The dish on Long Island's restaurant and food scene.
Turkish cuisine, rich in flavors at once familiar and exotic, has widespread appeal. And, on Long Island, the cadre of Turkish restaurants seems to be growing.
Here are a few of the newest to enter the arena, each with a specialty that sets it apart.
This West Babylon newcomer serves its own version of lahmacun: three delicate flatbreads, each folded, quesadilla-style, around a savory ground lamb mixture to be topped, to your liking, with romaine, tomato, onion, chopped parsley and a squeeze of fresh lemon. $9
691 Rte. 109, West Babylon, 631-450-4478
This new Port Washington spot serves a puffy golden bread called lavas. It’s seed-sprinkled, brown at the edges and meant to be pulled apart by hand.

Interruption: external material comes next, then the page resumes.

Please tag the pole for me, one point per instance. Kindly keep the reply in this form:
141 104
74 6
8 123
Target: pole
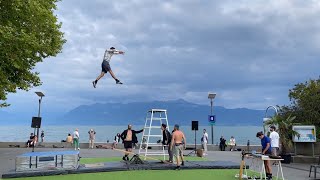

Spread with any of the fine house dips. $3.50
138 Shore Rd., Port Washington, 516-321-9999
A striking presentation at this Turkish eatery is its “special” beyti kebab, a spiced lamb mixture that’s grilled and wrapped in thin bread that’s cut into pieces and arranged in circular formation around a bulgur pilaf. Next comes a drizzle of yogurt and tomato sauce. $16.95
749 Mount Sinai-Coram Rd., Mount Sinai, 631-509-4866
Under the same roof as a Turkish grocery and halal butcher is this casual counter-serve standout with an almond pudding studded with nuts and a chocolate pudding that’s more bittersweet than sweet. $3.50 each.